Review: Exiles (Aaron Falk, #3)
Gaby Meares
The little things that you could have done differently, that’s the stuff that haunts you.
Jane Harper loves to immerse her readers in a location, so it becomes an intrinsic element to the novel. In Exiles, we find ourselves in the deep heart of South Australian wine country, in the fictional town of Marralee.
Aaron Faulk has been asked by his friend Greg Racoe to be his son’s godfather and finds himself drawn into investigating two local cold cases. It’s a year since Kim Gillespie disappeared, leaving her baby alone in her pram at the Marralee Valley Annual Food and Wine Festival. She left not only her newborn, but also a teenage daughter and a grieving husband. Did she commit suicide? Her friends cannot believe she’d abandon her children. Or did something far more sinister happen to her? The other cold case happened five years earlier, and involved the hit-and-run of a popular member of the community, leaving a widow and son to grieve and question why no-one has ever been charged. Are the cases related?

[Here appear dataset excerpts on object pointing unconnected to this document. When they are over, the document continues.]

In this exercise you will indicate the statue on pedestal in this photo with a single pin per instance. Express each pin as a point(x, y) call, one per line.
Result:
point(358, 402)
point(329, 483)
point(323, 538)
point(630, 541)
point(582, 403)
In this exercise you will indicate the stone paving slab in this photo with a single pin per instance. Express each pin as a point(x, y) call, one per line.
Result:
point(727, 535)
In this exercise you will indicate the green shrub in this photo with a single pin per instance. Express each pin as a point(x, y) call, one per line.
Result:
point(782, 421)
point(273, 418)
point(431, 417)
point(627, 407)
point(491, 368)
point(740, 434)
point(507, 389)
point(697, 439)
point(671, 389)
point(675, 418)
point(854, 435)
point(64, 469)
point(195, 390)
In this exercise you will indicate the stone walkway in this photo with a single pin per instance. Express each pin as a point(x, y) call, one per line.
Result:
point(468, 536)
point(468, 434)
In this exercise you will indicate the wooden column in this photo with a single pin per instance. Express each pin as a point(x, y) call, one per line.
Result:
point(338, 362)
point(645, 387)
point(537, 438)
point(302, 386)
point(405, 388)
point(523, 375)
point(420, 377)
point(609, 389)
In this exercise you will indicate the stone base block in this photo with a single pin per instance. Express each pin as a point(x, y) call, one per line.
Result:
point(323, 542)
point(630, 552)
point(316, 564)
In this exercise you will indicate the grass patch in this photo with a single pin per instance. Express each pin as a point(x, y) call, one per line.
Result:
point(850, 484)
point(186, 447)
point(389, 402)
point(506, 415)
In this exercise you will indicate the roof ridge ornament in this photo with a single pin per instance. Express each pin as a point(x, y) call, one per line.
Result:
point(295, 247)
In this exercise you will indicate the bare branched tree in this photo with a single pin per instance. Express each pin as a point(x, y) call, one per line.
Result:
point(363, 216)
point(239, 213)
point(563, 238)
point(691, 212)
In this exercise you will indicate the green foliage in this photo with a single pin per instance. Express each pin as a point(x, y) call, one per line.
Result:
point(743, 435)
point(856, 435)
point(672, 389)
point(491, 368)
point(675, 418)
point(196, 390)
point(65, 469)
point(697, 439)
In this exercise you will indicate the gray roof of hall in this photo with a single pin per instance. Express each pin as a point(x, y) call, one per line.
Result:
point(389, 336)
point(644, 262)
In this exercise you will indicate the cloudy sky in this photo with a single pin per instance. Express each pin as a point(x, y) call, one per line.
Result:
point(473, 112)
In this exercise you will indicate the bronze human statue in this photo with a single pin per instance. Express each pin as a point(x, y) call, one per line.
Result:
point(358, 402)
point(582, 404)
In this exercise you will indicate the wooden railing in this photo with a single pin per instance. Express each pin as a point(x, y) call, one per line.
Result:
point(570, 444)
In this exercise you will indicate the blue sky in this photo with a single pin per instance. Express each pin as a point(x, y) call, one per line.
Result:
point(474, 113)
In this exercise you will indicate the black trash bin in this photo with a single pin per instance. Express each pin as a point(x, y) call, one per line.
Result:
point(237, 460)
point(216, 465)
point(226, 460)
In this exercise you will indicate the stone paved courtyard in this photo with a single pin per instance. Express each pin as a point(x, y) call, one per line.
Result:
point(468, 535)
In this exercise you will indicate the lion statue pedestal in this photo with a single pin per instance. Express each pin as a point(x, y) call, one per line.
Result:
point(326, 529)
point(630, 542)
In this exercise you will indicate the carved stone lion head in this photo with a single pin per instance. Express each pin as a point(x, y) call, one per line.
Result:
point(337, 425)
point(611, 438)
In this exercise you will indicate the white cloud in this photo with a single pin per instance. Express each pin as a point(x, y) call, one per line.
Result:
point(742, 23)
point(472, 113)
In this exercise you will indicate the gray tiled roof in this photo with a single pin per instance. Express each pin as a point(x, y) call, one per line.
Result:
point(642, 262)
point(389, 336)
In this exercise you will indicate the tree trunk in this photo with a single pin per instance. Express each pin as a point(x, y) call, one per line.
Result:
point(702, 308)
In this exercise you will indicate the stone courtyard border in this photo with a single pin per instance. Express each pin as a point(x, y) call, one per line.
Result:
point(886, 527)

Harper skilfully weaves the investigations of these cases together with an obvious building attraction between Aaron and local woman Gemma. They met once before in Melbourne and the mutual attraction was hard to ignore. Can Aaron ever see himself leaving his hard-earned position as a federal investigator in Melbourne?
This is the third and final book featuring Aaron Falk, so there is time spent with him as he explores his past decisions, and ponders the direction his life is taking. So the book is a slow burn, with a lot of small detail which made me feel like I was there, watching like the proverbial fly on the wall. I liked this detail, but some readers could find it a little slow and tedious.
Another cracking good book from our very own Jane Harper!